Tuesday, 28 May 2013


MONDAY, MAY 27th:
Quite a leisurely morning before our 11.35am train. We ate breakfast in the York cafe in the underground shops area of the hotel. Afterwards, needing an ATM I walked along Front Street and, after getting cash from the hole-in-the-wall, I noticed that the Canadian Broadcasting Corporation building was opposite the bank. Not thinking about looking him up, in any case I only had about twenty minutes, but someone I was at school with both at junior school and grammar school, Keith Horner, has presented music programmes on CBC from Toronto for several years. I just wondered if there might be a photo of him in the foyer and inner atrium - there seemed to be photos all around depicting many aspects of CBC's programming. There wasn't, however there was an interesting museum off the foyer showing some of the history of Canadian broadcasting down the years.

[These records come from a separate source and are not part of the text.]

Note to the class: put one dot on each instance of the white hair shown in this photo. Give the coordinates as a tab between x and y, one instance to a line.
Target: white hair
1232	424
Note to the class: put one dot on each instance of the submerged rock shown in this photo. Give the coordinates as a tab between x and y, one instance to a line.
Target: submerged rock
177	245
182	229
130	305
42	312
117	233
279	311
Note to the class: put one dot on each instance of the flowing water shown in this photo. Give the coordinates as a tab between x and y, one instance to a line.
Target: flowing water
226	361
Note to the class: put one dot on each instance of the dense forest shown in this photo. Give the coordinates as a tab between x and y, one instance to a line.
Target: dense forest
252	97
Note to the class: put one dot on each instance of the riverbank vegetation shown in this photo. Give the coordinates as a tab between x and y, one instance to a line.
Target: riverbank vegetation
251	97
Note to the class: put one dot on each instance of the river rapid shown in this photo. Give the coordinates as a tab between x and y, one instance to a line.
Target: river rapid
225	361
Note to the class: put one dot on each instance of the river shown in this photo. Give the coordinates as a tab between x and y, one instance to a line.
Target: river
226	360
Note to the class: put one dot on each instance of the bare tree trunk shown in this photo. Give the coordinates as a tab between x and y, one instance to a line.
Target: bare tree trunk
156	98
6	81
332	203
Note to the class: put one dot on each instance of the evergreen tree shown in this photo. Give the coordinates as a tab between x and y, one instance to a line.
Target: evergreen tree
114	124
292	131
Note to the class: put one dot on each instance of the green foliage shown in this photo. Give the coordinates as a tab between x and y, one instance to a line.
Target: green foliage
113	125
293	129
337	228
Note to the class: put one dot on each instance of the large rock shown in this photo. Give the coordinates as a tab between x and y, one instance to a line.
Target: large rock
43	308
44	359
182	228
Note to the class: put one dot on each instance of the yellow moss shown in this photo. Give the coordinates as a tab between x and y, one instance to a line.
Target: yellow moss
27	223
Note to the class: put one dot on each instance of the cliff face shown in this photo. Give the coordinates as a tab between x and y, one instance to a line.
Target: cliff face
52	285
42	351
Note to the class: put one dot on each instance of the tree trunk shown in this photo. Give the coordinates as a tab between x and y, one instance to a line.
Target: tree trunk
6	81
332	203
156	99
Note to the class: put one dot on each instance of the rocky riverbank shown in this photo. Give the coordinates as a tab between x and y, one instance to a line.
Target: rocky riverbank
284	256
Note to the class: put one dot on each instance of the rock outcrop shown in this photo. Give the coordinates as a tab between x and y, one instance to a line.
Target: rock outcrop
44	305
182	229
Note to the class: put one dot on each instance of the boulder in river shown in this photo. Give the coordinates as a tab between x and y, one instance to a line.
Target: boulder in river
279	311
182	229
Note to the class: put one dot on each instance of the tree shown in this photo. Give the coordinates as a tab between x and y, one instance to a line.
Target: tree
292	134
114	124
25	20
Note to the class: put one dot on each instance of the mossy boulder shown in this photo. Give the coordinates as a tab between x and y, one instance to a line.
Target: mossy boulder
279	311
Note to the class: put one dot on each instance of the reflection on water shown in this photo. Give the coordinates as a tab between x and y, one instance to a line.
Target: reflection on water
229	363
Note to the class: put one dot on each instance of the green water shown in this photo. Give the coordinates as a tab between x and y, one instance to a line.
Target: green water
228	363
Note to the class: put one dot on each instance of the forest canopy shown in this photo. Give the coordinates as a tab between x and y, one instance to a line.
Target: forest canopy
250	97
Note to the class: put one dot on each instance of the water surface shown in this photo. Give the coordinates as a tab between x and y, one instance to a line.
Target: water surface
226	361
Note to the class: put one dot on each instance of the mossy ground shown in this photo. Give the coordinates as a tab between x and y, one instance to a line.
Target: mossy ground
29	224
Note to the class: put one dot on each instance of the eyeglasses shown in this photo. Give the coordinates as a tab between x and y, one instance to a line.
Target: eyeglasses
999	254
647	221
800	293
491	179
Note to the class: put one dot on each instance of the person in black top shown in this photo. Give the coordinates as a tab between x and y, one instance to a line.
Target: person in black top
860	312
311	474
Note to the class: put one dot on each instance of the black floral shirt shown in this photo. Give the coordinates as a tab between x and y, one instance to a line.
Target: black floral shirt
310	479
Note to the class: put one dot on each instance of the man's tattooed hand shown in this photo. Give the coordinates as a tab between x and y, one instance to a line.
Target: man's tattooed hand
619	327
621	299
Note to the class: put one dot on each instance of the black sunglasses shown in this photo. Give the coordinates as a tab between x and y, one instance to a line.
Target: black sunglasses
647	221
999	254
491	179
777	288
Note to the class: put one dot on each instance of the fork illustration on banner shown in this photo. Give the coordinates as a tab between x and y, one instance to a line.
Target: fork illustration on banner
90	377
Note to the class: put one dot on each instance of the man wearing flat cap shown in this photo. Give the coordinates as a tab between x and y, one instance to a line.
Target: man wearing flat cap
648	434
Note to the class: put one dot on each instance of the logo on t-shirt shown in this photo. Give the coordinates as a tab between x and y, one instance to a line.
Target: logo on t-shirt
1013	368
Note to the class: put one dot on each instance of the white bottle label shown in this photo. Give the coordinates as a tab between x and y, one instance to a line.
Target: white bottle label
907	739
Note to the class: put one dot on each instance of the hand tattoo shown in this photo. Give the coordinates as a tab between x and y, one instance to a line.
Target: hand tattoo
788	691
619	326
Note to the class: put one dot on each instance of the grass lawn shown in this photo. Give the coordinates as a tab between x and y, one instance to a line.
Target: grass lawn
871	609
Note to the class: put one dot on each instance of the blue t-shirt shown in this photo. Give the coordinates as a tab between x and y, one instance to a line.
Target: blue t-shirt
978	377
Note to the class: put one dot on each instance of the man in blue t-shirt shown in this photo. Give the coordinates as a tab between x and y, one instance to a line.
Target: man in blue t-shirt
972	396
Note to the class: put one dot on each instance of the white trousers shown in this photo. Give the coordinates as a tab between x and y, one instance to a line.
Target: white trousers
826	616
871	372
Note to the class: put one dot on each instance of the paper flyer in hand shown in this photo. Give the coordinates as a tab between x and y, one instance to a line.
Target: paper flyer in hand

      I got back to the hotel with a few minutes to spare before we all walked across the road to Toronto railway station for the train to Montreal, and then the ongoing train from there to Quebec. The rain left at 11.35am and our route took us along the north shore of Lake Ontario through Oshawa, Coburg, Belleville, Kingston, Brockville (with its platform mural of the visit of Princess Elizabeth and the Duke of Edinburgh in 1951), Cornwall , soon after which we crossed from Ontario into Quebec and were soon pulling into Montreal station, very much to time around 5.00pm. Suddenly we were in the predominantly French-speaking area of Canada, indeed 95% of the population of Quebec are French speaking. I had already chatted in French to two ladies in the seats opposite. Incidentally, on the rain journey from Toronto to Montreal there was free wi-fi on the train and I beamed up Yaroslav Alekseev in Yekaterinburg in Russia on Skype. I could see him sitting in his flat in the Urals and by pointing my iPad out of the window at the back of the train, he could see the passing scenery in Canada! 
     There was time for a bowl of soup and an orange juice in one of the food outlets in the station before our continuing journey on another train to Quebec City. The train left at 6.15pm and there were good views of the St Lawrence Seaway as we crossed over the river on leaving Montreal. After its opening by The Queen and President Eisenhower in 1959,  it enabled massive ocean-going freighters to sail up the St Lawrence right up to Duluth, Minnesota. An amazing feat of engineering, though its usage has declined somewhat in more recent years with the movement towards transport by rail and road. Our journey through the province of Quebec took us across the St Lawrence and inland through saint Hyacinthe, Drummondville, Sainte-Foy. 
   Our train pulled into the chateau-like station in Quebec City almost on time at 9.35pm. There a bus was waiting to take us to the Hotel Manoir Victoria in the Old City. Once we had found our rooms Robert and I had a short walk in the area immediately around the hotel and had hot chocolate and a muffin at Tim Horton's next door. We walked up the Rue Saint Jean as far as the Porte Saint Jean, one of the old gates in the city walls.